The youth movement, called Fridays for Future, was sparked by 16-year-old Swedish environmental activist Greta Thunberg, who went on strike from school last year after Sweden experienced its hottest summer on record. For weeks Thunberg sat outside her country’s parliament, holding a sign that read, “School strike for climate,” and demanding that local politicians enact policies in line with the goals of the 2015 Paris Climate Accord. She passed out flyers that read, “I am doing this because you adults are shitting on my future,” The Guardian reported.

Her actions inspired other school strikes in places like the United Kingdom and Australia. And Friday’s worldwide protest is shaping up to be a massive mobilization. As of Thursday evening, more than 1,700 events have been scheduled in at least 112 countries, according to event organizers.

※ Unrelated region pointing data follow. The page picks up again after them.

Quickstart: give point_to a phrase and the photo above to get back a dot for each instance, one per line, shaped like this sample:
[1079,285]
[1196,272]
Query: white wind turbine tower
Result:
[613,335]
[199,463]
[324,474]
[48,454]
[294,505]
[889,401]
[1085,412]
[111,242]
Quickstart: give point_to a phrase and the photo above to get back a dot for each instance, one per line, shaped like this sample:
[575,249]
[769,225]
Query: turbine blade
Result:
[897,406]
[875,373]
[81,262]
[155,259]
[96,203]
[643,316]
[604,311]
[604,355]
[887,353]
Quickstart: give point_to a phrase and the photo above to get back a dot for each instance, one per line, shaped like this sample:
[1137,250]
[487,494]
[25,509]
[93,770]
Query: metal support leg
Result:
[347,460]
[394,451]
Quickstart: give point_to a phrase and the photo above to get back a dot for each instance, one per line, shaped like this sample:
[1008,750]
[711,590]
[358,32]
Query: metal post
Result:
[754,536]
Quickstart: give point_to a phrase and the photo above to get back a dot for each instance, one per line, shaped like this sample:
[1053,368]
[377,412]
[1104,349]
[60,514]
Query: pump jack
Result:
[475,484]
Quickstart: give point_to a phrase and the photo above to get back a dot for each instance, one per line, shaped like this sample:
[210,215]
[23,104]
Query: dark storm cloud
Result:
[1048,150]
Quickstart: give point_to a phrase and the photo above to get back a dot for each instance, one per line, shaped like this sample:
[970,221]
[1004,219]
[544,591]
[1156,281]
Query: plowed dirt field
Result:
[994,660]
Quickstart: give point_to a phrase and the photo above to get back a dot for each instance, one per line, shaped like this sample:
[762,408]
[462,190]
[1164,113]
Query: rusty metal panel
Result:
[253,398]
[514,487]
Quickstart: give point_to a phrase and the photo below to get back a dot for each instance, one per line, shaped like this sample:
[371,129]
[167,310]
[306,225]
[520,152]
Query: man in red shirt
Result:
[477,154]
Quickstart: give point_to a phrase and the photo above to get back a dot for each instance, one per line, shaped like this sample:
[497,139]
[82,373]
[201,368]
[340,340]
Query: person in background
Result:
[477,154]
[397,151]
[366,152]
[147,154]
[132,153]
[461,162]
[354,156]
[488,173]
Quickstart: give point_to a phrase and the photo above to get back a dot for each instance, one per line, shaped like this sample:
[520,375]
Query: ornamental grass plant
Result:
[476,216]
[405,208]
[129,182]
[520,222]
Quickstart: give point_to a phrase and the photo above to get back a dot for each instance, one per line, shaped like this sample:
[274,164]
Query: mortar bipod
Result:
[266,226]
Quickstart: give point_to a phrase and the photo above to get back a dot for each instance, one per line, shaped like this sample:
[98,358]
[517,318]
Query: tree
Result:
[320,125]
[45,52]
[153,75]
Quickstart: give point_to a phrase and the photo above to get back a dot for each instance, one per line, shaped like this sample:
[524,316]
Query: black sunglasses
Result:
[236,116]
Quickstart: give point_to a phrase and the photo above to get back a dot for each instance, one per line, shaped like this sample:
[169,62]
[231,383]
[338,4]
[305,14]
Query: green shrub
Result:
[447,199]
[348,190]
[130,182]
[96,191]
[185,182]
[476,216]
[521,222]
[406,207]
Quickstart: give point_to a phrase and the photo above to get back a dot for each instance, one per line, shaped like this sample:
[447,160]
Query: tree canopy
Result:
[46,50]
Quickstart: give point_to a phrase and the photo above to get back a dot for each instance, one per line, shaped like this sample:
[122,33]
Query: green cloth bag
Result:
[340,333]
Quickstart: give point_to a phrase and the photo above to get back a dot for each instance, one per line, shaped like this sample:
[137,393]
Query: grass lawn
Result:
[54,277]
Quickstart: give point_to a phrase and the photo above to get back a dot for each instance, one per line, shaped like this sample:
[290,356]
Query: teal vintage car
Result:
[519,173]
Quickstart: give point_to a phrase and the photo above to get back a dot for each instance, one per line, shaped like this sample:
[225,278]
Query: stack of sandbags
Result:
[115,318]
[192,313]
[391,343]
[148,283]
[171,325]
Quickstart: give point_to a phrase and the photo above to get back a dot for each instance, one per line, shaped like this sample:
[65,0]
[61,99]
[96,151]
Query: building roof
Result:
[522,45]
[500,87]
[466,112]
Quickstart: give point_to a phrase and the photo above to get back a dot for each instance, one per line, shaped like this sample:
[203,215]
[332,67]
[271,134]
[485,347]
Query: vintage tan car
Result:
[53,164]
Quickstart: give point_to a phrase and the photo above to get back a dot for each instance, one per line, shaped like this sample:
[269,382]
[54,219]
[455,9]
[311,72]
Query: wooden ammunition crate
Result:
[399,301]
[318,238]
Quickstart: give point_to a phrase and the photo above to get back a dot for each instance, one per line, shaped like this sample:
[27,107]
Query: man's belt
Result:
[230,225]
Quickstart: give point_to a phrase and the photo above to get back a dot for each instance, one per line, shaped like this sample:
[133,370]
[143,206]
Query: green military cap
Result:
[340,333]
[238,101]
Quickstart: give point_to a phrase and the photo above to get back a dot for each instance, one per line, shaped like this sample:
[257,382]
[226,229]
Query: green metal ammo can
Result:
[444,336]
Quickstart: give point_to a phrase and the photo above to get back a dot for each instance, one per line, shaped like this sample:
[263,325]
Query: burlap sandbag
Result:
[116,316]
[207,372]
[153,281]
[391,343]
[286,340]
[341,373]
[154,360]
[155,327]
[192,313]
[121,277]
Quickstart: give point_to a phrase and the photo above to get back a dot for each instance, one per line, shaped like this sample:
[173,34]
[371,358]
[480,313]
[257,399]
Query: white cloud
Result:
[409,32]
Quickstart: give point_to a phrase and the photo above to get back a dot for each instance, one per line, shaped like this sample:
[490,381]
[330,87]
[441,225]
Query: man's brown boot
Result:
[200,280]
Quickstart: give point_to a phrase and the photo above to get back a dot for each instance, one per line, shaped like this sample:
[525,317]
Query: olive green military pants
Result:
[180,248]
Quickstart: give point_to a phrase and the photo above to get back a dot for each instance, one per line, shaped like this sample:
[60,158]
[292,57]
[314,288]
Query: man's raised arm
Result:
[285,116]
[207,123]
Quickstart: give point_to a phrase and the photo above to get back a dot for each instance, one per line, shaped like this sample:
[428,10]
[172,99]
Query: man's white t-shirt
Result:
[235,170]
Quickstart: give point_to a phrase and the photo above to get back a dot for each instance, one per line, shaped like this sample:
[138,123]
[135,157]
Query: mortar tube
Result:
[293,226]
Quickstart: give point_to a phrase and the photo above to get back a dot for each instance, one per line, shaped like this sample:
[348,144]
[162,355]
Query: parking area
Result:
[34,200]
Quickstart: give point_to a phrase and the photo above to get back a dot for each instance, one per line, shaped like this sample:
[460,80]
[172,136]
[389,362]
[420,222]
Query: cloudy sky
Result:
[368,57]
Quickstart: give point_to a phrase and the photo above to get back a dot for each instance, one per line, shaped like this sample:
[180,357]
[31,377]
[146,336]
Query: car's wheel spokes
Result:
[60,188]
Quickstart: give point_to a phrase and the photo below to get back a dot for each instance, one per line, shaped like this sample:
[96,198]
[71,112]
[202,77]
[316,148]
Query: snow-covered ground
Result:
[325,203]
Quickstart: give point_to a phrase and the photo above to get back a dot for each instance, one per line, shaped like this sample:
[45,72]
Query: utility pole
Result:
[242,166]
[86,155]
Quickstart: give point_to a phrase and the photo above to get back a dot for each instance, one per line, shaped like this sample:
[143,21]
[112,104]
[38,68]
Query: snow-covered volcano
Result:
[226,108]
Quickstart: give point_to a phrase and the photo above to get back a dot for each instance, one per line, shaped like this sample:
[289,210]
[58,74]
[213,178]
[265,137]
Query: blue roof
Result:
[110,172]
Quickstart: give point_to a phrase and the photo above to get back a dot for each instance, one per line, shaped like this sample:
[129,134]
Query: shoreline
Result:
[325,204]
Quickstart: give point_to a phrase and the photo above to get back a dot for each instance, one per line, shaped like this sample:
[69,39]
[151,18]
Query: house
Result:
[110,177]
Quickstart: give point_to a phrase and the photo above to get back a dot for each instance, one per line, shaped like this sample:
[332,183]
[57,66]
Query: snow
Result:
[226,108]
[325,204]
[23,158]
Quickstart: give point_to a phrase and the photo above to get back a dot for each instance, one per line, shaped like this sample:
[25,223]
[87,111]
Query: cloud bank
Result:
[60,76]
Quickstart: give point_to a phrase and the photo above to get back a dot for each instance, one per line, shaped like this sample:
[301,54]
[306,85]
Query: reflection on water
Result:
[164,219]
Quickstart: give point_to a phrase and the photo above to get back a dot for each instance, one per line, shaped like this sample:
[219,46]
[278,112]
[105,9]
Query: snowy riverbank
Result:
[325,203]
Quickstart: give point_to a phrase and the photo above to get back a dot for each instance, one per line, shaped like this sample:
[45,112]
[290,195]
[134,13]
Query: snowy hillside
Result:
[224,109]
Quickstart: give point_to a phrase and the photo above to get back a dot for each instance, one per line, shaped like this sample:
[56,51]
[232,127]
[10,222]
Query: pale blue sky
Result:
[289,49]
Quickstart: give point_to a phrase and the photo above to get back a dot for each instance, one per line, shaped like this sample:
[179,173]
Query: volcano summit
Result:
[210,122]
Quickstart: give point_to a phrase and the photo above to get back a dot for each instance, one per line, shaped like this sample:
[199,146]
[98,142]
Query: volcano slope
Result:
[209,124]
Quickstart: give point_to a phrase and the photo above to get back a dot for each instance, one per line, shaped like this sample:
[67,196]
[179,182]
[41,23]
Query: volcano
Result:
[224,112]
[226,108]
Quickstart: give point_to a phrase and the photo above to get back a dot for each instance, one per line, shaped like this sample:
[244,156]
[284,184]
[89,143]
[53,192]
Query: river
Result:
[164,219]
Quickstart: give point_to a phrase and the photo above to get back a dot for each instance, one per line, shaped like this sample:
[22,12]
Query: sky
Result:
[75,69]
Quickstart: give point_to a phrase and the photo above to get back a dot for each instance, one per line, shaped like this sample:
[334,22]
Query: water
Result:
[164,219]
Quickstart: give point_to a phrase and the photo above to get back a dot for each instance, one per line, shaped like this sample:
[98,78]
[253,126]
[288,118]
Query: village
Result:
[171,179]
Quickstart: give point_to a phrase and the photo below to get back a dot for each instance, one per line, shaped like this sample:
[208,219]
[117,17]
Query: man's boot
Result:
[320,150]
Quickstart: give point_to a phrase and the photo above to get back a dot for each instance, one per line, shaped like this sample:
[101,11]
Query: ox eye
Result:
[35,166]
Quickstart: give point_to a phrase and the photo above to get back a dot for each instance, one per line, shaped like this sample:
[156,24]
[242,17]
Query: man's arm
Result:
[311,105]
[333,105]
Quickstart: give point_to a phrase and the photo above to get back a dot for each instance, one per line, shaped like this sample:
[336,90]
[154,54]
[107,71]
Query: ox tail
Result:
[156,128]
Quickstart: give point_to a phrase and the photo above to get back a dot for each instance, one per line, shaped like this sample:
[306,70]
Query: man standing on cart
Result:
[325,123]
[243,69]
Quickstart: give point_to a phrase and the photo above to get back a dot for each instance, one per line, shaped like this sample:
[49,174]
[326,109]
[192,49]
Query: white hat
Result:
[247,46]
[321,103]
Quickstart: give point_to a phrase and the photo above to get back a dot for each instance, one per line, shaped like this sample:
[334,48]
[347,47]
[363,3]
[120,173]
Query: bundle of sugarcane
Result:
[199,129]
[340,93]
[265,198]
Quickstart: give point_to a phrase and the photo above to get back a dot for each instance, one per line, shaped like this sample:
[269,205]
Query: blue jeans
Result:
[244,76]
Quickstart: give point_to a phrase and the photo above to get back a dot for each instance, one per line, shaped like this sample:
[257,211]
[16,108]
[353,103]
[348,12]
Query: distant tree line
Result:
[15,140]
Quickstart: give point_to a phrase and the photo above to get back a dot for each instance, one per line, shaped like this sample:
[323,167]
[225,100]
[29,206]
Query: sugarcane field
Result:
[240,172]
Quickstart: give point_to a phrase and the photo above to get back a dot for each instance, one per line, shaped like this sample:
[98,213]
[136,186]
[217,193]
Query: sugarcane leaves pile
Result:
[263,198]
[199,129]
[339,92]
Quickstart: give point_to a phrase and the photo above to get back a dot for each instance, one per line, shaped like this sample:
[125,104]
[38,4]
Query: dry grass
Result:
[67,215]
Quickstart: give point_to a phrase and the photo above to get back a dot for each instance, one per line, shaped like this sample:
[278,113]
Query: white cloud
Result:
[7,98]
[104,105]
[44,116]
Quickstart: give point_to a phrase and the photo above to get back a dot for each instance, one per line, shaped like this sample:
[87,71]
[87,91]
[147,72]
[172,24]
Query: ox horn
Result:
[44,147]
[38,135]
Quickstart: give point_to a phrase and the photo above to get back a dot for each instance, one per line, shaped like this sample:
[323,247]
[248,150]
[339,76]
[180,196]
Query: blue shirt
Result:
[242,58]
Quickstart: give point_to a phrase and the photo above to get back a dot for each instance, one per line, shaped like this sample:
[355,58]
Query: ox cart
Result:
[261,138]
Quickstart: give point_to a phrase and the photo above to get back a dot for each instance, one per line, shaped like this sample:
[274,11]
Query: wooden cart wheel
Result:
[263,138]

“Let’s change history,” Thunberg wrote in a Twitter post on Thursday. “And let’s never stop for as long as it takes.”

More than 150 strikes have been scheduled in the United States, from New York City and San Francisco to Honolulu and Anchorage, Alaska. Isra Hirsi, the daughter of freshman Rep. Ilhan Omar (D-Minn.), is among the three youth leaders organizing events in the U.S.

“That’s what we’re trying to do: Change the conversation not only about things like the Green New Deal but so much more,” she told Grist, referring to the sweeping climate plan outlined in a resolution introduced in Congress last month by Rep. Alexandria Ocasio-Cortez (D-N.Y.) and Sen. Ed Markey (D-Mass.). “Obviously, one strike isn’t going to change everything, but this isn’t the last strike.”

In October the Intergovernmental Panel on Climate Change, the leading United Nations consortium of researchers studying anthropogenic climate change, issued a report warning that humans are running out of time to stave off potentially irreversible climate change. It found that without sweeping cuts to global greenhouse gas emissions, the world stands little chance of keeping the planet’s average temperature from warming 1.5 degrees Celsius (2.7 degrees Fahrenheit) above preindustrial levels — the goal of the Paris agreement.

Thunberg mentioned the findings during an impassioned plea in January to world leaders gathered for the World Economic Forum in Davos, Switzerland.

“I am here to say our house is on fire,” she said. “I don’t want your hope. … I want you to panic. I want you to feel the fear I feel every day. And then I want you to act. I want you to act as if you would in a crisis.”

On Wednesday three Norwegian lawmakers nominated Thunberg for the Nobel Peace Prize. One of them, Freddy André Øvstegård, told Norwegian news outlet VG that she has “launched a mass movement that I see as a major contribution to peace.”